WAB, 2008
Liczba stron: 125
Powieść tej autorki „Póki rekin śpi” zrobiła na mnie ogromne wrażenie. Długo nie mogłam się po niej otrząsnąć. Potem zakupiłam „Ból kamieni”, po który długo nie sięgałam, bojąc się, że podczas lektury przeżyję podobny wstrząs. Wyznaczyłam ją sobie do przeczytania na ten rok żeby wreszcie zaspokoić swoją ciekawość względem treści i uczuć, które może we mnie wywołać. Tym razem autorka obeszła się ze mną łagodniej, chociaż nie dała mi odłożyć książki dopóki nie poznałam całej historii.
Narratorka wspomina swoją babcię, składa do kupy wspomnienia jej dotyczące i zasłyszane fakty.

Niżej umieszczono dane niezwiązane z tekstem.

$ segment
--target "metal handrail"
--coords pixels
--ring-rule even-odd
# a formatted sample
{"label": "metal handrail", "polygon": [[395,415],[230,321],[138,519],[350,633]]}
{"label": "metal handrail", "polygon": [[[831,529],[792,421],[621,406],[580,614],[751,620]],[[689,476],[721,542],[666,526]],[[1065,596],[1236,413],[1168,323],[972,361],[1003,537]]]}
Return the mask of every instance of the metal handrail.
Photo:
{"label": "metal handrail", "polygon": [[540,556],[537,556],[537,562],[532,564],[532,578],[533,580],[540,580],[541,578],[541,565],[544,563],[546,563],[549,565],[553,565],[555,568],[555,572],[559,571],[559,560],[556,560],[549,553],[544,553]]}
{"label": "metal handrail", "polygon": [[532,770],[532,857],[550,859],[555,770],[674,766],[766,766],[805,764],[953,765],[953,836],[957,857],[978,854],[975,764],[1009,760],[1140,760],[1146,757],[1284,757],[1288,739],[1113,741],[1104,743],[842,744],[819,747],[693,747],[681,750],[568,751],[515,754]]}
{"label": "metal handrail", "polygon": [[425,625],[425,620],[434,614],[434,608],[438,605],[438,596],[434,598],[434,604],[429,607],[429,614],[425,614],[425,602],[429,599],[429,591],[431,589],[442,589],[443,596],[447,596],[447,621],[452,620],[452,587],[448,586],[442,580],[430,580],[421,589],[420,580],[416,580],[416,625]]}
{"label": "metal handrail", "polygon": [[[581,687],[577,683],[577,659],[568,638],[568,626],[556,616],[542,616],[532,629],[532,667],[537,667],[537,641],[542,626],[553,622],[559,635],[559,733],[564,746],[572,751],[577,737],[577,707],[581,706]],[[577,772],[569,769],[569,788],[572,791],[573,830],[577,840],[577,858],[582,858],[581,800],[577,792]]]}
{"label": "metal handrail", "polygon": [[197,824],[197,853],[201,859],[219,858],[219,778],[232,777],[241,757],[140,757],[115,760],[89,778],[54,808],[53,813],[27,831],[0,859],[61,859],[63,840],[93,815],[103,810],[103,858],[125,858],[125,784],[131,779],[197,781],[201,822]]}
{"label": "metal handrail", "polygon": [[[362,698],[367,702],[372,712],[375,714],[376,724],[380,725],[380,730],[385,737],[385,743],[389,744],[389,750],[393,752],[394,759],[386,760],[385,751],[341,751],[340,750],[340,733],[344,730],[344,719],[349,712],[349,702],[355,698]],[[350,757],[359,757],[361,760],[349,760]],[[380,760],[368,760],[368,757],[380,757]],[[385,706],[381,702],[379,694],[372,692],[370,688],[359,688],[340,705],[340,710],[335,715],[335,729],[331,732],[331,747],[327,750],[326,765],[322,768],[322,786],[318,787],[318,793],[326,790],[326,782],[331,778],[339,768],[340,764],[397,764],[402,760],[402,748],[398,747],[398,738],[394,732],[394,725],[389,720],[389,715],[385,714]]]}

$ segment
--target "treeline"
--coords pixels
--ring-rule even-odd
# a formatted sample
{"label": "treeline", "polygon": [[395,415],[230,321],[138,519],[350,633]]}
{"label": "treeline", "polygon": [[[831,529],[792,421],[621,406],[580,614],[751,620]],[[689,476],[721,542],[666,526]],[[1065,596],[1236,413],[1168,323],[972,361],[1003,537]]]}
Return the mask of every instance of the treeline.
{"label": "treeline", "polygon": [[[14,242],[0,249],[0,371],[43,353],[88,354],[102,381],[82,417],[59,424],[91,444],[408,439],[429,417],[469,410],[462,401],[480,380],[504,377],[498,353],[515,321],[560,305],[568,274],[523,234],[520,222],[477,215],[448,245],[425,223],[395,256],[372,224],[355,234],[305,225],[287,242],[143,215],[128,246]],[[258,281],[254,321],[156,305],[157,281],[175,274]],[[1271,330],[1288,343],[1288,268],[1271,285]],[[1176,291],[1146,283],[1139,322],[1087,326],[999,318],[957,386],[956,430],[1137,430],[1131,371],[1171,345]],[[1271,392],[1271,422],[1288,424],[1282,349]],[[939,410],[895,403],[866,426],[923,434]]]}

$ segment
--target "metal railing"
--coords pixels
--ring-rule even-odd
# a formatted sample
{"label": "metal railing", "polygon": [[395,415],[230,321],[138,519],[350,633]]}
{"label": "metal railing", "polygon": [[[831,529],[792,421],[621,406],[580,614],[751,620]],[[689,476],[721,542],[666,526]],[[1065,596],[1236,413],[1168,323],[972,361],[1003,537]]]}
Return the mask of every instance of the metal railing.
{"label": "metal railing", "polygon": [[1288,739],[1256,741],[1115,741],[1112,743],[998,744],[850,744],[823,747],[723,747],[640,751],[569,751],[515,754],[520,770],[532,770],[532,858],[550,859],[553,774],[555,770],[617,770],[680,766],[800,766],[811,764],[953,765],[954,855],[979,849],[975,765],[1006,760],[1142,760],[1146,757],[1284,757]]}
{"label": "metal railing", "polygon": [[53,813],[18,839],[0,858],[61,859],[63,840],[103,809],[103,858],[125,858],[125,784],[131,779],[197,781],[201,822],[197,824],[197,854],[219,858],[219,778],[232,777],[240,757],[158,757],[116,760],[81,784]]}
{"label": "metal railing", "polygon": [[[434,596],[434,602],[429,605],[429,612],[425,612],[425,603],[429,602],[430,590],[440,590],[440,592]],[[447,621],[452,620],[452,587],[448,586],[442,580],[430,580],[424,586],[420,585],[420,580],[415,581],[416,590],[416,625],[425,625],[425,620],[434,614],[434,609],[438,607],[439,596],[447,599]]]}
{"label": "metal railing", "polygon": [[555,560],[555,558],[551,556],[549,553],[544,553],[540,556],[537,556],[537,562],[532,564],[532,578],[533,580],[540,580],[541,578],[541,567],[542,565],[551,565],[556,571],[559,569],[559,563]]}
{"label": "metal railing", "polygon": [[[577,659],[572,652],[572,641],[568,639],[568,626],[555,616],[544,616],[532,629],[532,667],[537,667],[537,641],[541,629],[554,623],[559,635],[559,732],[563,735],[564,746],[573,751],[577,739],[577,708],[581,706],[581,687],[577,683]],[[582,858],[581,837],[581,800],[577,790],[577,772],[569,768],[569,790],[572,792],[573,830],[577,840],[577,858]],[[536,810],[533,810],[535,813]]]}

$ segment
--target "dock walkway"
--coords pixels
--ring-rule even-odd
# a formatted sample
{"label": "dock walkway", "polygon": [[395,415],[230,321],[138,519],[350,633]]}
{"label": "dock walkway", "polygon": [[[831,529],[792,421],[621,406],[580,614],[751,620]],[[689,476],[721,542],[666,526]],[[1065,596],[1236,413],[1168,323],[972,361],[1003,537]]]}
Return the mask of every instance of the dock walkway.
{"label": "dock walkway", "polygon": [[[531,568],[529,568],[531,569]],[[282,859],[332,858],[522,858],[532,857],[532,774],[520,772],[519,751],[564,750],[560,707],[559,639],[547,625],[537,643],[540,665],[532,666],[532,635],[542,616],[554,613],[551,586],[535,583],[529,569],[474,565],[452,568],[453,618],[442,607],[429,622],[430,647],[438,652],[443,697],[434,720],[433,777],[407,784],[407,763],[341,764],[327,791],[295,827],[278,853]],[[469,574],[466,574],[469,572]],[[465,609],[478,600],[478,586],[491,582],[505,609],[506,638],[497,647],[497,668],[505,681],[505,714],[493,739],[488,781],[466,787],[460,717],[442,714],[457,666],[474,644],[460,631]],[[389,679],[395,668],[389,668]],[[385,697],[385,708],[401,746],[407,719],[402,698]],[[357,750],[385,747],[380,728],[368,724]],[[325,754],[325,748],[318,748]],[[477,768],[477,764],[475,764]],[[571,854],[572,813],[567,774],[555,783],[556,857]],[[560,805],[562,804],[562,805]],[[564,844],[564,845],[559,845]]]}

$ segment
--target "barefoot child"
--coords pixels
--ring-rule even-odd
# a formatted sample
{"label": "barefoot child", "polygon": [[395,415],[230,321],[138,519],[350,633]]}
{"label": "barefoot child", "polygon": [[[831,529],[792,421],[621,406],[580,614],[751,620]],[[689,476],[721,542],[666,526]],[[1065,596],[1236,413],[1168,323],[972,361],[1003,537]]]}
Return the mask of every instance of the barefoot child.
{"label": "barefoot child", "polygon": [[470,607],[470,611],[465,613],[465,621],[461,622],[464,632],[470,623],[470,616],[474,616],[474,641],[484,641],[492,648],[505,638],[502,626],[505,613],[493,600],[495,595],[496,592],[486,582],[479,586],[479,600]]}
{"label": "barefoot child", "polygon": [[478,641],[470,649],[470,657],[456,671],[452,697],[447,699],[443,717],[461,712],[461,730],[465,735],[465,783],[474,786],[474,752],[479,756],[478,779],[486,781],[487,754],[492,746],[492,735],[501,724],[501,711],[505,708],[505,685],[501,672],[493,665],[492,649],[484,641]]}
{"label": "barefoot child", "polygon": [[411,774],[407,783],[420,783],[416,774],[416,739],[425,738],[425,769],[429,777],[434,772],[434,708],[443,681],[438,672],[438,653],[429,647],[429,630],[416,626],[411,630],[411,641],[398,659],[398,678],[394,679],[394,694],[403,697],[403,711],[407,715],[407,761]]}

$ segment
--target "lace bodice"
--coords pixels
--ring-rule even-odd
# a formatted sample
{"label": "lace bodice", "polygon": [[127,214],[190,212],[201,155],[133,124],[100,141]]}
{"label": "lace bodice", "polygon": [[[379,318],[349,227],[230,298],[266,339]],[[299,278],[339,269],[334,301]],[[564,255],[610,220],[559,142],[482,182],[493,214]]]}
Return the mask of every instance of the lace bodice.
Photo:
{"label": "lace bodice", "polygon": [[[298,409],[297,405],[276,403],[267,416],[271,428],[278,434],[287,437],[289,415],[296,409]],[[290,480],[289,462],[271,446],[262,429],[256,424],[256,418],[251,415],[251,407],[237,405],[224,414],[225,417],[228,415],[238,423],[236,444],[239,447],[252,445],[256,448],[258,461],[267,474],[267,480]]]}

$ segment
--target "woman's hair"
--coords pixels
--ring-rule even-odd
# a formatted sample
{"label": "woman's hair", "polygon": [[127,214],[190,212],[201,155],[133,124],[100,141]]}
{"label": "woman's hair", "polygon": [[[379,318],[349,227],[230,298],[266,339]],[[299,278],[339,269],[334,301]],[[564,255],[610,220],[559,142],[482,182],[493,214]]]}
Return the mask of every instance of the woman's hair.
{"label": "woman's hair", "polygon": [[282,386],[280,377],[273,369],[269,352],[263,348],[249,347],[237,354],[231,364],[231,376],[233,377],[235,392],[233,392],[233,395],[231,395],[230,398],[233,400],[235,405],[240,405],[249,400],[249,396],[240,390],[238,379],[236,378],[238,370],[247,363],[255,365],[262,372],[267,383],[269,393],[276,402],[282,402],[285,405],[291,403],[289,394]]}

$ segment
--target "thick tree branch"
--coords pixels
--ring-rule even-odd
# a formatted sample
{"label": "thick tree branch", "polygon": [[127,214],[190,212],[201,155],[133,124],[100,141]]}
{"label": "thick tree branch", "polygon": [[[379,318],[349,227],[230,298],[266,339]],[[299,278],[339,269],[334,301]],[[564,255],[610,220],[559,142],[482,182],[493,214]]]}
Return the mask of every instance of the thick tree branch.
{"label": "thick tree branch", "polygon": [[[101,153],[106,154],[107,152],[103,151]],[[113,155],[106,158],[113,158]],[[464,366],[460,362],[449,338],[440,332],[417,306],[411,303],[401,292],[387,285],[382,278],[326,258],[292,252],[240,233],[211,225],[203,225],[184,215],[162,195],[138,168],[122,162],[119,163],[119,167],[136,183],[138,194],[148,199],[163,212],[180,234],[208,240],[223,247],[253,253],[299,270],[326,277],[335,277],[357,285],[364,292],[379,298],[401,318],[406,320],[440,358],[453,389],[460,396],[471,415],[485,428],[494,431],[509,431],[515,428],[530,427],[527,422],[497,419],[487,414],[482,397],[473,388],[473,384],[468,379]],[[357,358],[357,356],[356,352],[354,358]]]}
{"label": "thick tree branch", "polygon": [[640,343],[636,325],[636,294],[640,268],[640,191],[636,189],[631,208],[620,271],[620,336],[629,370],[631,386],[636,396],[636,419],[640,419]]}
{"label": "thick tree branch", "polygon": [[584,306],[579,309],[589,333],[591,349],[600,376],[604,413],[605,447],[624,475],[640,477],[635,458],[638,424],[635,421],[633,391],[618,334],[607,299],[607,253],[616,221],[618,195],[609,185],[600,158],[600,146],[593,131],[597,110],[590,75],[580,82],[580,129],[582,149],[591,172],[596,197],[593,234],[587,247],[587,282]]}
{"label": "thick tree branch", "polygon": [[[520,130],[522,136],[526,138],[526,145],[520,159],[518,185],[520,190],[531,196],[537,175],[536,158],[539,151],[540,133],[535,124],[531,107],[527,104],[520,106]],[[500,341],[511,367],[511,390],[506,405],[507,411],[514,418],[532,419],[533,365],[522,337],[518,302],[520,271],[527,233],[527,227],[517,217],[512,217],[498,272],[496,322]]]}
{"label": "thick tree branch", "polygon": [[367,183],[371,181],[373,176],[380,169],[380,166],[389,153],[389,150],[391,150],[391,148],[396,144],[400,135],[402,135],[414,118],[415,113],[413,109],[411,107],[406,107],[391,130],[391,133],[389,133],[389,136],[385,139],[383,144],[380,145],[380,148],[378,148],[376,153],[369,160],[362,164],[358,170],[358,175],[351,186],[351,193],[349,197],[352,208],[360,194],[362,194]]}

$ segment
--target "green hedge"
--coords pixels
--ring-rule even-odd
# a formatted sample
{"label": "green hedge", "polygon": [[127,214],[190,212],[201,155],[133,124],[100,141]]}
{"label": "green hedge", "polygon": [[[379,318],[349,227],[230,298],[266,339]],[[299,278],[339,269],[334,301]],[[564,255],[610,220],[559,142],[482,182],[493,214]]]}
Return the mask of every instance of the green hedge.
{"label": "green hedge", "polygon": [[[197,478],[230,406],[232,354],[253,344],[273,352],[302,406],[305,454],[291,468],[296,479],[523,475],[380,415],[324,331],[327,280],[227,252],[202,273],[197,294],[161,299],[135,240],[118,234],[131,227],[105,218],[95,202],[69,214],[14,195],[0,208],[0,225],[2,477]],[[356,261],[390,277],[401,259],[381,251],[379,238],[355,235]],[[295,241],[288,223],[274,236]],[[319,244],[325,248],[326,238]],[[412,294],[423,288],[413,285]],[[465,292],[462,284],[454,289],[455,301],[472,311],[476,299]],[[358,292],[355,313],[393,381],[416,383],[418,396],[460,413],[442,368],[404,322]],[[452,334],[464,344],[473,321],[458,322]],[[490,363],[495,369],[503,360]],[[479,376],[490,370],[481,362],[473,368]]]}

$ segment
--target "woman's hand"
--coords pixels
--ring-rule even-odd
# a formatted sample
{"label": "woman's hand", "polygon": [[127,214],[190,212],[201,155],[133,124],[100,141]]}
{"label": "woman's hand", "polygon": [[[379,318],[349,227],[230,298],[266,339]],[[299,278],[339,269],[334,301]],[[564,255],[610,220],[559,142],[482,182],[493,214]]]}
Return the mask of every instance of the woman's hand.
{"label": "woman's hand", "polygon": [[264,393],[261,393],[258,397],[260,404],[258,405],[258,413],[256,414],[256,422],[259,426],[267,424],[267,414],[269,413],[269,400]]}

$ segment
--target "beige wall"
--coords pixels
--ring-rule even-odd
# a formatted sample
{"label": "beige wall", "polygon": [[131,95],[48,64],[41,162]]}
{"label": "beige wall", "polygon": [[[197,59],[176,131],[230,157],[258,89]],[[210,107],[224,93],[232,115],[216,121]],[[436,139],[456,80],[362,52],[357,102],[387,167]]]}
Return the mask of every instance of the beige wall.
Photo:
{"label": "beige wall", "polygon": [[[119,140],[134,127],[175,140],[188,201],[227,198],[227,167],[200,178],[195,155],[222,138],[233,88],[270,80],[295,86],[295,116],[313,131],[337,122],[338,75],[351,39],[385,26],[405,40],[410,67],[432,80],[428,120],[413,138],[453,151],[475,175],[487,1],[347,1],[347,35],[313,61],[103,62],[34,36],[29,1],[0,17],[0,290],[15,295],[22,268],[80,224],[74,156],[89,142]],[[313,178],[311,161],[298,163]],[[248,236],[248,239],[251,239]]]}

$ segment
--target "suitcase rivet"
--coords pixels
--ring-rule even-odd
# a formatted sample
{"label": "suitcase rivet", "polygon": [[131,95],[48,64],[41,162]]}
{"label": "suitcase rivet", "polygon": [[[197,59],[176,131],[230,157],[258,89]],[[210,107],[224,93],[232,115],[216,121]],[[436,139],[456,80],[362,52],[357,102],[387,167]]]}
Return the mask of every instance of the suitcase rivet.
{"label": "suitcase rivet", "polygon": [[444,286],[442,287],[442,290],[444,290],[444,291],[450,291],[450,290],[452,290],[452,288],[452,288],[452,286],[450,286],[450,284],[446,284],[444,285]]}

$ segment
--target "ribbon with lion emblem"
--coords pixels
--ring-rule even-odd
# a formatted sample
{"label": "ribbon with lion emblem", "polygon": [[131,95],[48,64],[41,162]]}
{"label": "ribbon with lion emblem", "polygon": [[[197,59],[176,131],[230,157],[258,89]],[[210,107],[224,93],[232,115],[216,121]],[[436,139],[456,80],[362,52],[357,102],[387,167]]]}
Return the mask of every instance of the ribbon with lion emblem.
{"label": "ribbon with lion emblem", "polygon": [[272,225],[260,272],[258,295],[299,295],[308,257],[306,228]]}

Z jej opowieści wyłania się obraz niezwykłej kobiety, która całe swoje życie tęskniła za prawdziwą miłością. W latach młodości była zupełnie niezrozumiana przez swoich rodziców i siostry. Traktowano ją jak szaloną, czemu dawała wyraz poprzez samookaleczenia, nieracjonalne zachowania oraz niepohamowaną namiętność. Wydano ją za mąż za dużo starszego wdowca, którego nigdy nie pokochała. Prawdziwą miłość przeżyła tylko raz – podczas pobytu w sanatorium poznała tajemniczego Weterana, który zawładnął jej sercem aż do końca życia.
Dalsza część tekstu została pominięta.